Which is strightforward to handle (but unlikely to occur) in a UDP solution.
But is a major headache in a TCP solution - which has to be added to your
cost to implement a TCP solution.

>   >   ?  Processing the stale information and then overwriting it with
>   >   current information is not a concern.  If this was a serious problem,
>   >   BGP would have already stopped working a long, long time ago.
>
>   The *key* difference is BGP does incremental updates:
>
>   * so all things being equal (similar overall number of routes) requires
>     to transmit less 'routes' than RIP in the event of an update being
>     required.
>
>   * but more importantly the 'stale' information MUST be transmitted because
>     it is *required* for routing table consistency.
>
>Yes, BGP has to do this.  I still don't see that it's cost effective
>to do otherwise for RIP.

Because with prolonged delays and alternative routes it can lead to subtle
side-effects.

A bad solution is NOT a cost effective solution.

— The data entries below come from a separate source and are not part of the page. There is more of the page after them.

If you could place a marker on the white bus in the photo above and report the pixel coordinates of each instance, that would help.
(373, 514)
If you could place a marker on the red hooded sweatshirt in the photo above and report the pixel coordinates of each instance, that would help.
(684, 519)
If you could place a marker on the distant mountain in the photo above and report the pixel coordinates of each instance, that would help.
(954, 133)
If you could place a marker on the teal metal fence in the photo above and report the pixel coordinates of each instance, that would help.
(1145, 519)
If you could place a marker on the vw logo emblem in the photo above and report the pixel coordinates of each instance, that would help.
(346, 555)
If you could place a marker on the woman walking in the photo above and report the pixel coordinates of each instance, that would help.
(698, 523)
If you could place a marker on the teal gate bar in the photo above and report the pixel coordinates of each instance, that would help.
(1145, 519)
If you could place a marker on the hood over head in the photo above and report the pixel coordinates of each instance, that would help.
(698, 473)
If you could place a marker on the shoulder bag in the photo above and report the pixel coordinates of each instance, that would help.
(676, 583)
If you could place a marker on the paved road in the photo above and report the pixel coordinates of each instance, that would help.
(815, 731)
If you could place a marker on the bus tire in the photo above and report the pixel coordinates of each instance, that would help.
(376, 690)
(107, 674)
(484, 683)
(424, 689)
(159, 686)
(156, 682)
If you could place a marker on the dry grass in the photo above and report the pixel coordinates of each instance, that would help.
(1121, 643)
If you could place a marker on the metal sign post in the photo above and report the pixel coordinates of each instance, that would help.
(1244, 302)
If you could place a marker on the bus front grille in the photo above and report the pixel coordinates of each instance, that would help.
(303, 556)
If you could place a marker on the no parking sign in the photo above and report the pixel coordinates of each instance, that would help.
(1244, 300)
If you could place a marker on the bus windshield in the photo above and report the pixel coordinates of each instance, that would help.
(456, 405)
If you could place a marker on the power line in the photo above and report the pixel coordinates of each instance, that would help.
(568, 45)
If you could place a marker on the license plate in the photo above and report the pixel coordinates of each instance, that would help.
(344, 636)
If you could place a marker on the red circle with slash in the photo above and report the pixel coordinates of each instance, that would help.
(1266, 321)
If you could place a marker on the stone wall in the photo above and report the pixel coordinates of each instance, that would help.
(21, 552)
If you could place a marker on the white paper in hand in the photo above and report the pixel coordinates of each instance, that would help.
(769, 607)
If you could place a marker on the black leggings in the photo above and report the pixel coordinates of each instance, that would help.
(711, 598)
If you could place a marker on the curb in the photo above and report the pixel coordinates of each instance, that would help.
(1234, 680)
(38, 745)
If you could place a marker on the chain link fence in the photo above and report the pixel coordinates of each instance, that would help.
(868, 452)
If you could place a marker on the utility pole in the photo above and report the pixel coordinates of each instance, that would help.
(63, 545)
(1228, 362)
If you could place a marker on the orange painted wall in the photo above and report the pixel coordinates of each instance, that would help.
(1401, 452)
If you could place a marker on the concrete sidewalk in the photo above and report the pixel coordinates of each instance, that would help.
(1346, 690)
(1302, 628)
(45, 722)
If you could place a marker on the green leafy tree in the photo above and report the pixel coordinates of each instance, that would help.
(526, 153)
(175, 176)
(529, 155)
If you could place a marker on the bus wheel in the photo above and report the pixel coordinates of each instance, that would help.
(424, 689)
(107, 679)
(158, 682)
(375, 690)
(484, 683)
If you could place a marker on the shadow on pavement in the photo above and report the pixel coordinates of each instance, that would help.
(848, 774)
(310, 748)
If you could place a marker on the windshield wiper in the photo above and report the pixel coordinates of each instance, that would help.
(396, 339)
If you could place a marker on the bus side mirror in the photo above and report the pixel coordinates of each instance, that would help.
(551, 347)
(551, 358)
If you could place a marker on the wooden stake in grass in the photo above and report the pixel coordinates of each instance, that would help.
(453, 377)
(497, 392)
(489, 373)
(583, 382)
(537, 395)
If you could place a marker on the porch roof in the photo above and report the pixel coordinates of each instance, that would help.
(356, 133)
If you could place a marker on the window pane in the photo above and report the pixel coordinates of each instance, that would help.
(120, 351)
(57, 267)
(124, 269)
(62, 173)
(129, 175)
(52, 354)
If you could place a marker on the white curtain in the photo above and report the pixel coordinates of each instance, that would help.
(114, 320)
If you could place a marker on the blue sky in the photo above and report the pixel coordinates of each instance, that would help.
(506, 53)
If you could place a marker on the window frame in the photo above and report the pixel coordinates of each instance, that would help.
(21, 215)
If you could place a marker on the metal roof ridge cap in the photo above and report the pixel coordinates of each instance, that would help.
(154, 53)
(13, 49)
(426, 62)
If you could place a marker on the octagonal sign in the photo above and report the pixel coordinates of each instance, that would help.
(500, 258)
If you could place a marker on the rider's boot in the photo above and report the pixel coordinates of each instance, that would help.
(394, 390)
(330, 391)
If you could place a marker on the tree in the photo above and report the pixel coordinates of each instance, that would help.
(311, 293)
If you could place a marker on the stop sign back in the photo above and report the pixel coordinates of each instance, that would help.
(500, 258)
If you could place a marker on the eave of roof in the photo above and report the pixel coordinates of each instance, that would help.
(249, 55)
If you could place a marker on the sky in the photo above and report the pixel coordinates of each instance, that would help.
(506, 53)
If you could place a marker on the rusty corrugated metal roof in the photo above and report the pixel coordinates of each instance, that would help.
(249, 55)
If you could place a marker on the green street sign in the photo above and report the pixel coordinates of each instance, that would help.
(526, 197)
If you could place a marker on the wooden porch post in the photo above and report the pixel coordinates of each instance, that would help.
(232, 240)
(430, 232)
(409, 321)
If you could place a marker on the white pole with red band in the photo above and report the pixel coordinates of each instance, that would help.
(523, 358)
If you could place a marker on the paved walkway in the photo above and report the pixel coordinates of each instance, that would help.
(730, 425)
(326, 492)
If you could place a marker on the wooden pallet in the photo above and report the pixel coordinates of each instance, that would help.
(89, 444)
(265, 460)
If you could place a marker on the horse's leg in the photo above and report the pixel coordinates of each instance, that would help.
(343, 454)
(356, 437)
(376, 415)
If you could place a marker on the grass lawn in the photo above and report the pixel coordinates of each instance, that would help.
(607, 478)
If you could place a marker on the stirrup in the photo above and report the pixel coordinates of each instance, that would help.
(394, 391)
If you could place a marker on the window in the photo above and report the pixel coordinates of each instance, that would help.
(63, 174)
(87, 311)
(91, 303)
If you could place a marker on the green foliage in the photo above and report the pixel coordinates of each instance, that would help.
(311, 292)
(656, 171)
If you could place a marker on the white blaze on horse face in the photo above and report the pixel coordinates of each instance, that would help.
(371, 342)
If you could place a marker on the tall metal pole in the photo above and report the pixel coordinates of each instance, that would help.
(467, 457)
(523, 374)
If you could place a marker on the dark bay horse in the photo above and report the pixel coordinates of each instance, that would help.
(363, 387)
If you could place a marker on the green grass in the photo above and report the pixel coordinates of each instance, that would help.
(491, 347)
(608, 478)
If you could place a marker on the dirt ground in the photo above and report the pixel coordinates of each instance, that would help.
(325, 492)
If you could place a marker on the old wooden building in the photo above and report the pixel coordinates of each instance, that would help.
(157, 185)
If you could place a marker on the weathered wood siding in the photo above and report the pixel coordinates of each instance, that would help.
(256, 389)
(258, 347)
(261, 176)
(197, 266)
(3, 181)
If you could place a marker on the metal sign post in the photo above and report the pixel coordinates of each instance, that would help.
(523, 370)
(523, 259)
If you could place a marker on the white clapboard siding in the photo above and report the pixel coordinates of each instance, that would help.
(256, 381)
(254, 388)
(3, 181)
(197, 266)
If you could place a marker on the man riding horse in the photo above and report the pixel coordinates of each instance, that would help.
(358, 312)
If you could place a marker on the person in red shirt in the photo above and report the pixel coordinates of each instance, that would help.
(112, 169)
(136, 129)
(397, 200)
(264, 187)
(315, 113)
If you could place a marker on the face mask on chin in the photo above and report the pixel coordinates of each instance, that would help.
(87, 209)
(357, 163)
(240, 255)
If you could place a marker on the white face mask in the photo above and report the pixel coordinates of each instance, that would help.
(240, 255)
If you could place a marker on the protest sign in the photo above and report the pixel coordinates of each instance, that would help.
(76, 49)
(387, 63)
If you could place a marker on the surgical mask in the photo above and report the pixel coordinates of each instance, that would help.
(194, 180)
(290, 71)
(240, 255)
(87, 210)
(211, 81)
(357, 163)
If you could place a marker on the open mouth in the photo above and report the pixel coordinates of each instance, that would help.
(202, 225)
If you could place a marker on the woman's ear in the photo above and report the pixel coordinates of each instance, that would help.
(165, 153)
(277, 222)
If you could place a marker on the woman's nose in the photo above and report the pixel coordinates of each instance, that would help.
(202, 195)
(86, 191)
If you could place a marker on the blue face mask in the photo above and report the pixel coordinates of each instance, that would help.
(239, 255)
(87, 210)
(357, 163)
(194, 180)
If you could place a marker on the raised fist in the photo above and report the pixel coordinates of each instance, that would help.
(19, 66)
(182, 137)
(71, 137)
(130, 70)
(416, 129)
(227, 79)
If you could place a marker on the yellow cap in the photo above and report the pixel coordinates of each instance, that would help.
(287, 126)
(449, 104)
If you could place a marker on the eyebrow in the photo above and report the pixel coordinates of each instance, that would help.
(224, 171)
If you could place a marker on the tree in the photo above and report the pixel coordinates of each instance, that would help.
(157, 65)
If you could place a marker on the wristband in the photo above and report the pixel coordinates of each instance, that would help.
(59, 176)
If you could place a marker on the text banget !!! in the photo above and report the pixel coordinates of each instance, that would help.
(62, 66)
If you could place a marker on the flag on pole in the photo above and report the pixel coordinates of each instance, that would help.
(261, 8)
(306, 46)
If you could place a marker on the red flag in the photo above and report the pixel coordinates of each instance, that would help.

>Gerry, we don't choose to solve all problems.  You have to make
>engineering tradeoffs.  The tradeoff, IMHO, is to do a single
>transport and not re-invent the wheel for each protocol.

We strive to produce better solutions.

Your statement from an earlier exchange -

>   >So?  I still don't understand this.  Look, all you have to do is to
>   >mux stuff on top of your TCP connection.  If the AT agent went away,
>   >for example, the AT routes don't get ACKed (at the routing protocol
>   >level). 

- implies that even with a TCP solution you believe the application
has to sequence, retransmit and ack.

Looks like Xerox shares would be a safe bet either way.